É imperativo que os Conselhos passem a integrar representantes de diferentes sectores e classes profissionais, garantindo um debate mais amplo e decisões mais equilibradas, livres de influências restritas. A renovação não pode ser simbólica; deve ser estrutural, assegurando que os princípios da imparcialidade e de prestação de contas sejam efectivamente respeitados.
Antecipar a jubilação do procurador-geral da República, Pitta Gróz, surge como um desfecho inevitável para um ciclo que deveria ter sido encerrado há muito. A questão já não é quando, mas sim por que motivo se permitiu que a degradação institucional prosseguisse por tanto tempo.

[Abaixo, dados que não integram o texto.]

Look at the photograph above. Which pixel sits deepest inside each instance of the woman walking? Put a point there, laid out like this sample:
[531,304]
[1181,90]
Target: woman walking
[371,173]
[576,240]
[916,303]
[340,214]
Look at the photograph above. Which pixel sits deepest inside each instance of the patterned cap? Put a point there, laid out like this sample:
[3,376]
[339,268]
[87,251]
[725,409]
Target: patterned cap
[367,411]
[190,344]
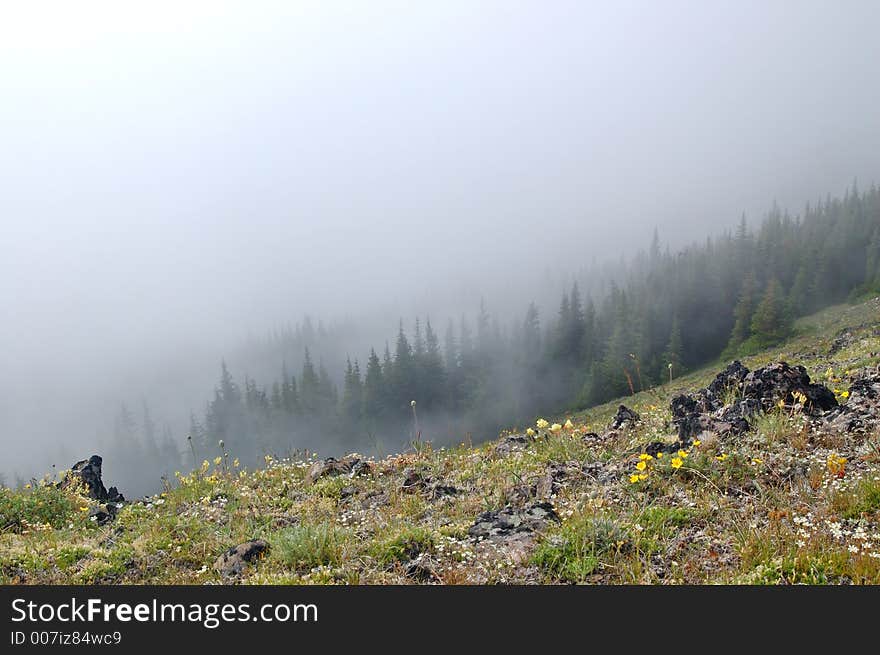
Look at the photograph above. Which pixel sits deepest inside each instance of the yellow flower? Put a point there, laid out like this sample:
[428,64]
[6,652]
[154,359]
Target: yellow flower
[836,465]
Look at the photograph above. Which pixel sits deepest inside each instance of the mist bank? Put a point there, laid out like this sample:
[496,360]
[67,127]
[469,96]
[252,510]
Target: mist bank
[619,327]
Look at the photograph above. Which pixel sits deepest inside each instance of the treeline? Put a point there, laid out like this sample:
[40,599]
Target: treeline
[651,318]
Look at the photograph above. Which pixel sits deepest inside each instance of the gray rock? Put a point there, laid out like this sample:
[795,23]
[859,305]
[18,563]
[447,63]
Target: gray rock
[233,561]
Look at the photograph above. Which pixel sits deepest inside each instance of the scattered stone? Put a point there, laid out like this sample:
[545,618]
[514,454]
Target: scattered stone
[88,473]
[861,412]
[233,562]
[551,482]
[779,381]
[705,412]
[413,481]
[511,443]
[625,417]
[510,521]
[350,465]
[442,490]
[421,569]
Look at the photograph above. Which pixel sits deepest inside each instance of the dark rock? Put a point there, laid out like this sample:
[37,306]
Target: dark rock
[88,473]
[233,561]
[421,569]
[511,521]
[551,481]
[349,465]
[511,443]
[442,490]
[625,417]
[728,379]
[861,412]
[759,390]
[413,480]
[656,447]
[779,381]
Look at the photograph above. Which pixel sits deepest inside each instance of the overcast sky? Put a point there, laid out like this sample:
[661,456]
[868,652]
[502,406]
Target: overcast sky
[175,174]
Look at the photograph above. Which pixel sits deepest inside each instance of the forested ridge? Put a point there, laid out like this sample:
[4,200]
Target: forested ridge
[616,330]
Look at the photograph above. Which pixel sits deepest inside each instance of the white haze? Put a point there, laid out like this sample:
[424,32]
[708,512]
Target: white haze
[174,176]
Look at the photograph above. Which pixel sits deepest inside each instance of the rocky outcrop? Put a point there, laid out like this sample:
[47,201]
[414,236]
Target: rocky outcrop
[511,521]
[350,465]
[861,413]
[233,562]
[727,404]
[87,473]
[625,417]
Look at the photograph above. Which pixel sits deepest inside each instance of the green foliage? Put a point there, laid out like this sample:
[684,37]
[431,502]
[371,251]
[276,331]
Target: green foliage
[41,503]
[576,550]
[303,547]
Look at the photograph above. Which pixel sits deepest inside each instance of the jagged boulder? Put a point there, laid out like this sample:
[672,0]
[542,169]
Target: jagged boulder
[729,379]
[779,382]
[233,561]
[625,417]
[861,413]
[755,391]
[87,473]
[350,465]
[511,521]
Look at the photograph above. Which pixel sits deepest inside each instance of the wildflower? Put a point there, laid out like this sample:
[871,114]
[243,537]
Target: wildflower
[836,465]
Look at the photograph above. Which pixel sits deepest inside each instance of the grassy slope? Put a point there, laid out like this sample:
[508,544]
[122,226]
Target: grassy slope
[736,520]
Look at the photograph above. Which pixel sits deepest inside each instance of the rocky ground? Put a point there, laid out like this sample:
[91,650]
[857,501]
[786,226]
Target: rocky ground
[760,471]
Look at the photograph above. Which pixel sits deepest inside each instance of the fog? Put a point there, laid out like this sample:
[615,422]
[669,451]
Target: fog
[175,177]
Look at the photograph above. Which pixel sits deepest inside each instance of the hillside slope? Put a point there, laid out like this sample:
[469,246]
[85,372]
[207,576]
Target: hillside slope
[790,496]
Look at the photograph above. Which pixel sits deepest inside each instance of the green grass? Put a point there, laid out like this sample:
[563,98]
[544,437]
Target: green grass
[762,508]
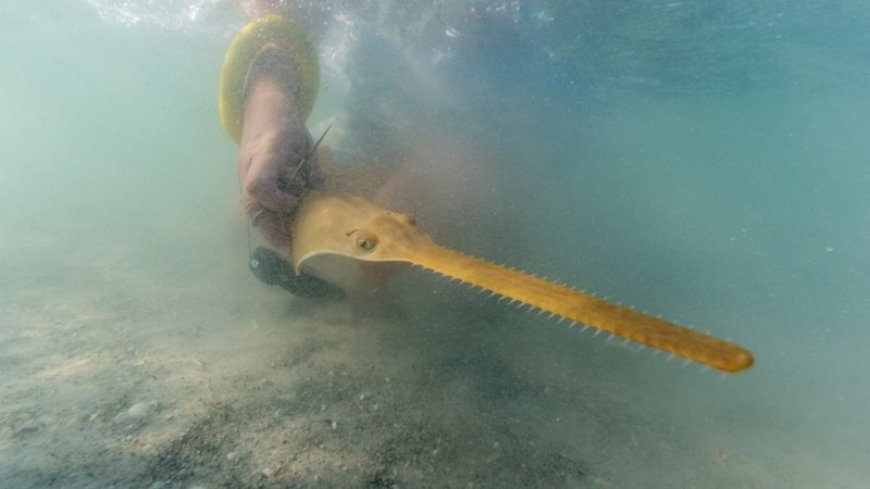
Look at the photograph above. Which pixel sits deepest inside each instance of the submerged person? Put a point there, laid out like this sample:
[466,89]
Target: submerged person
[268,86]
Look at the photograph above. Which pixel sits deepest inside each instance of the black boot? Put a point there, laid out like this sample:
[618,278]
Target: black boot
[268,266]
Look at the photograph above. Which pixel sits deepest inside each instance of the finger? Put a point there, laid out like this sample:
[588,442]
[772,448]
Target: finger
[265,192]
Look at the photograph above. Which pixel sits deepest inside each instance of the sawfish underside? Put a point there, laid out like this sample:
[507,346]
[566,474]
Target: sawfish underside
[331,223]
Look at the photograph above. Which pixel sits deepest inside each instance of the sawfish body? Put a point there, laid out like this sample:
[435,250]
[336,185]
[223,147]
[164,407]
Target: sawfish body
[330,224]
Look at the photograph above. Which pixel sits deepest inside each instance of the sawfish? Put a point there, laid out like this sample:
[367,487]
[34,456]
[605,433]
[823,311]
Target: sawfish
[330,224]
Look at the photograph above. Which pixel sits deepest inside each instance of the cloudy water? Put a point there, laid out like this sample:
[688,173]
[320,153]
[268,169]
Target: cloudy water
[703,161]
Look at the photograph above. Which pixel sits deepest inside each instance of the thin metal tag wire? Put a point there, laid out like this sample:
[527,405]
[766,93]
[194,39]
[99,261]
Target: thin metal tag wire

A justiça não pode ser refém de interesses pessoais, de estratégias de sobrevivência política ou de acomodações institucionais. O Ministério Público deve ser um bastião de imparcialidade e rigor, livre de condicionalismos que minam a sua credibilidade. O país não pode continuar a assistir, impassível, à erosão da confiança nas suas instituições fundamentais.
A jubilação antecipada do general Pitta Gróz pode ser vista como uma tentativa de evitar uma saída mais escrutinada. Mas o que mais importa, neste momento, não é o calendário, e sim as consequências da sua gestão e as reformas urgentes que se impõem. O tempo não deveria ter sido de espera, mas sim de acção.
O tempo da mudança na Justiça não é amanhã – é agora.